Saking kesalnya, ia bahkan berujar, “Kadang saya merasa seperti bukan bagian dari kota ini, karena banyak tempat yang seolah bisa berkata, ini bukan untukmu,” ujarnya.Peserta kelas menulis Perspektif, sedang wawancara saat meliput di kawasan titik nol Yogyakarta. (Foto: Agoes Widhartono)
Memang, Undang-Undang Nomor 8 Tahun 2016 Pasal 14 menegaskan bahwa penyandang disabilitas berhak mendapatkan akses terhadap fasilitas umum, transportasi, komunikasi, dan layanan publik. Namun, Sulistyo menilai implementasi di lapangan belum konsisten, Pembangunan infrastruktur yang ramah difabel perlu melibatkan pihak penyandang disabilitas untuk memberi masukan, sebelum terlambat.
“Kadang ada ramp tapi sangat curam. Kadang ada lift di dalam gedung, tapi pintunya kecil dan tombolnya tinggi. Sulit dijangkau orang seperti saya. Seolah-olah dibuat cuma untuk formalitas, bukan karena benar-benar peduli, apalagi memperhitungkan keberadaan kami,” tutur Sulistyo.

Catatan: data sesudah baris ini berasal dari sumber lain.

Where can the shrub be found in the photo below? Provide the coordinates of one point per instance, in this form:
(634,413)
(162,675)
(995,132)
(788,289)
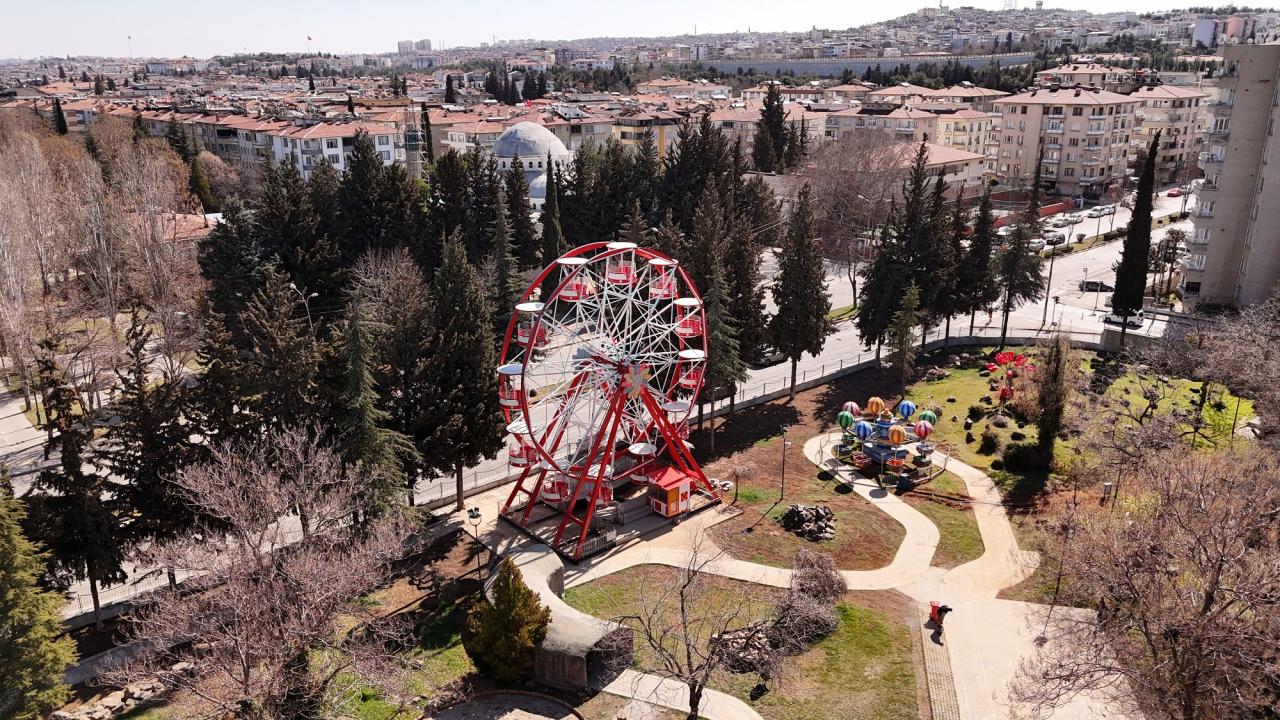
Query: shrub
(990,442)
(1023,458)
(504,633)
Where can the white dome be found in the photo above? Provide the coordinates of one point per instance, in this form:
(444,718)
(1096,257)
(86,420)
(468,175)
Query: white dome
(529,140)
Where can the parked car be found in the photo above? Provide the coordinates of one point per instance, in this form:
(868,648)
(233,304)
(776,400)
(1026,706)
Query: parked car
(1133,320)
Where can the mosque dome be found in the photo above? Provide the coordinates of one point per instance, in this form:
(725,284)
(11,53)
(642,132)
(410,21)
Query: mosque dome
(529,140)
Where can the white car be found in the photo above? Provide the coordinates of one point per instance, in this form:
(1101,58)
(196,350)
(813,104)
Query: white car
(1133,320)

Ia menambahkan, dirinya tidak minta diperlakukan istimewa. Hanya ingin haknya dihormati. “Kalau infrastruktur dibuat ramah difabel, semua orang akan ikut diuntungkan, baik orang tua, ibu hamil, bahkan turis,” tuturnya.
Di bagian lain, kisah berbeda dialami Ja’far (39) lelaki tuna netra, seorang penyiar radio. Ia pengguna aplikasi Jogja Smart Service (JSS). Tapi, proses verifikasi wajah di aplikasi itu menjadi kendala besar baginya. “Lha tuna netra kok disuruh berkedip, yang dikedipkan apanya. Mata saja tidak punya,” ujarnya.
Selain itu, ia juga menyebutkan, waktu pelayanan aplikasi sangat terbatas. “Aplikasi JSS hanya bisa digunakan secara efektif antara pukul 08:00 WIB sampai 10:00 atau 11:00 WIB. Di luar jam itu, pengguna harus menunggu esok hari,” ujarnya. Hal itu bertolak belakang dengan konsep layanan daring yang seharusnya fleksibel dan dapat diakses kapan saja.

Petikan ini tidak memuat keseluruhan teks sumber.